The US Supreme Court appeared to be preparing Monday to limit the president’s power to appoint high-level judges and officials while Congress is in recess.
By law, the president has the right to choose the nominees and lawmakers have the right to offer “advice and consent.”
But the constitution allows the president to forego the approval process if the nomination comes while Congress is in recess.
The top court is examining just how and when the president can make use of that clause.
The nine justices to the Supreme Court, themselves chosen by the president, considered three appointments to the National Labor Relations Board made by Barack Obama on January 4, 2012, when the Senate was not meeting.
In this ideologically charged issue, Republican opponents to Obama contested the validity of the nominations, saying they were made on the sly in order to block the Senate’s right to oppose them.
They accuse the White House of overstepping its authority in violation of the constitution, arguing these recess appointments are only allowed during official recesses.
During a hearing that lasted an hour and a half, even the most left-leaning judges seemed to agree Obama had overstepped his authority.
The case reached the top court thanks to a lawsuit by the Noel Canning company, which contested the legitimacy of Obama’s appointees after the NLRB ruled against them in a labor dispute.

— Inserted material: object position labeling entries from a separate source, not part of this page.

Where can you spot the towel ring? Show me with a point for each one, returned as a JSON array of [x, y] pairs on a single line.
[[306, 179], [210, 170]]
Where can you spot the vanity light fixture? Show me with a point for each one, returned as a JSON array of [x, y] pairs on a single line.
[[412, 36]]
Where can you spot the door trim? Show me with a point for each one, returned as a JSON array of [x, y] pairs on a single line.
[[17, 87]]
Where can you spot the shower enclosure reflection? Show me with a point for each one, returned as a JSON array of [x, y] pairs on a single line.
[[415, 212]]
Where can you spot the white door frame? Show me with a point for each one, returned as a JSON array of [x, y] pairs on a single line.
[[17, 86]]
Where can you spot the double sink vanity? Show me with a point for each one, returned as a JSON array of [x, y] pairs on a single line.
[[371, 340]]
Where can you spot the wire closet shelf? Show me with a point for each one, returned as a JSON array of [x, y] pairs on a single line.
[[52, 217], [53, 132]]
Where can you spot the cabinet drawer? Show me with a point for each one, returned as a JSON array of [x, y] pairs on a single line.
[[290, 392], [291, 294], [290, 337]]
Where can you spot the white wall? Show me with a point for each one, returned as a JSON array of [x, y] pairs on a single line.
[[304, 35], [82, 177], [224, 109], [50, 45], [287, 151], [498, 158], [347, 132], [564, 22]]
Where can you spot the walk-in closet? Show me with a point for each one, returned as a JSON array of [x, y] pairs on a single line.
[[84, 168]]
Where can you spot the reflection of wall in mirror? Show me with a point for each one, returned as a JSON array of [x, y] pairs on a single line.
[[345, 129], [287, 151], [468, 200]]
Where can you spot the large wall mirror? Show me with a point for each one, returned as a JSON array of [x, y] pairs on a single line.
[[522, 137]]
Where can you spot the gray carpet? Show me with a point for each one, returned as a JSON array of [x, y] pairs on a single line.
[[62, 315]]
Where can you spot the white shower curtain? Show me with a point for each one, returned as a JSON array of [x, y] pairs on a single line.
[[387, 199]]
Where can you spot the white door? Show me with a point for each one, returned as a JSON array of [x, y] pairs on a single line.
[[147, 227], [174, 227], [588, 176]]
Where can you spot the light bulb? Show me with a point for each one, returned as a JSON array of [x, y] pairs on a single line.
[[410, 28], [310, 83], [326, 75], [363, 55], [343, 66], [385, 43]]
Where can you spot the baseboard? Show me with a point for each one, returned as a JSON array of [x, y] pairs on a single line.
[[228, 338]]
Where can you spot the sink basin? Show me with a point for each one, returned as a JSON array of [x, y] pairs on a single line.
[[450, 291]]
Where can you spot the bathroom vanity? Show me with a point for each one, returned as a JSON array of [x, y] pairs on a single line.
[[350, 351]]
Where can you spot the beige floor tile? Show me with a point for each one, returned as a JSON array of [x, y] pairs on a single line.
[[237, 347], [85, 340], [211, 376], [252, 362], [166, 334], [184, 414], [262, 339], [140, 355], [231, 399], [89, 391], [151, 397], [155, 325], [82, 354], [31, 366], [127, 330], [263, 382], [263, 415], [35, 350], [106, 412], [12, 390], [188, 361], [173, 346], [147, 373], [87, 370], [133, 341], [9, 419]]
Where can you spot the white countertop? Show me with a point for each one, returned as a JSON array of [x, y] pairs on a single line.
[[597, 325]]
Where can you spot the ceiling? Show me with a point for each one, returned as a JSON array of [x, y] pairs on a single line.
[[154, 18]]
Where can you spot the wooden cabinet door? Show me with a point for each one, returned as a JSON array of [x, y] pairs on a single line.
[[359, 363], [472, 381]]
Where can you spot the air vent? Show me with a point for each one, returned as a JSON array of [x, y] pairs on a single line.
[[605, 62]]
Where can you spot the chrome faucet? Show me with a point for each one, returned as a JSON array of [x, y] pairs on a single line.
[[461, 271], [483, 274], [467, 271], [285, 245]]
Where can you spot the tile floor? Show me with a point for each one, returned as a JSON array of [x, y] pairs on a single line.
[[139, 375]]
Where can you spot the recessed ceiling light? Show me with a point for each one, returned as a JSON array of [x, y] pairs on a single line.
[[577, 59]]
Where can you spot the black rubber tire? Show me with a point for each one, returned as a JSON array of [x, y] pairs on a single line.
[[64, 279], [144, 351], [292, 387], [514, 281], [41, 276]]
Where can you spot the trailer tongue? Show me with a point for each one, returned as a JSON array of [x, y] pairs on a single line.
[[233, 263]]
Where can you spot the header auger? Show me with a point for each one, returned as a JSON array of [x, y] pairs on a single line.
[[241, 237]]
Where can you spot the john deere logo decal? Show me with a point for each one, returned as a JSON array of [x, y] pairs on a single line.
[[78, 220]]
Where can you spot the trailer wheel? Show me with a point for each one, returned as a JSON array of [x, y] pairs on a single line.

The Washington state company had support at the high court from a lawyer of the top Republican in the Senate, minority leader Mitch McConnell.
“The language (of the constitution) supports” Obama’s challengers, said progressive justice Stephen Breyer, adding it “is a political issue, not a constitutional issue.”
The question focuses on how to determine whether the Senate is in recess. Does that include any time the Senate is not actively working or only when it officially declares a break?
Justice Elena Kagan, former solicitor-general under Obama, said it “really is the Senate’s job to determine whether it’s in recess or not.”
Obama administration lawyer Donal Verrilli argued that interpreting the law as Republicans have argued “would repudiate the legitimacy of thousands of appointments going back to George Washington.”
But the precedent argument didn’t seem to sway ultra-conservative Antonin Scalia, who asked: “What would you do when there’s a practice that flatly contradicts the Constitution?”
“What would prevail,” he wondered, if the Constitution laid out a rule clearly, “and the practice for 200 years did something else?”
Kagan, weighing in on the issue of political partisanship, wondered whether the nominations in question were made “not due to Congressional absence but to Congressional intransigeance.”
The Supreme Court will give its decision by late June.
In late November, the Democratic majority in the Senate eliminated the minority party’s nearly unlimited powers of blocking nominees by lowering the threshold necessary to confirm them.
The Obama administration has complained that a large number of its judicial nominees had been held up in the confirmation process, leaving many vacancies unfilled.